Abstract:
Numerical Weather Models (NWMs) utilize data
from diverse sources such as automated weather stations, radars,
and satellite images. Such multimodal data need to be transcoded
into a NWM compatible format before use. Moreover, the data
integration system’s response time needs to be relatively low to
reduce the time to forecast weather events like hurricanes and
flash floods. Furthermore, the resulting data need to be accessed
by many researchers and third-party applications. Existing
weather data integration systems are based on monolithic or
client-server architectures, and are proprietary or closed source.

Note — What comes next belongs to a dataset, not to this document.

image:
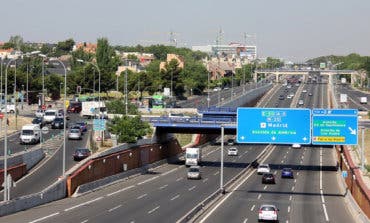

Hence, they are not only expensive to operate in an era of
cloud computing, but also challenging to customize for regions
with different weather patterns. In this paper, we present a
Weather Data Integration and Assimilation System (WDIAS)
that uses microservices architecture and container orchestration
to achieve high scalability, availability, and low-cost operation.
WDIAS provides a modular architecture to integrate data from
different sources, enforce data quality controls, export data into
different formats, and extend the functionality by adding new
modules. Using a synthetic workload and an experimental setup
on a public cloud, we demonstrate that WDIAS can handle 300
RPS with relatively low latency.
Citation:
H. M. Gihan Chanuka Karunarathne, H. M. N. Dilum Bandara and S. Herath, "WDIAS: A Microservices-Based Weather Data Integration and Assimilation System," 2020 Moratuwa Engineering Research Conference (MERCon), 2020, pp. 289-294, doi: 10.1109/MERCon50084.2020.9185270.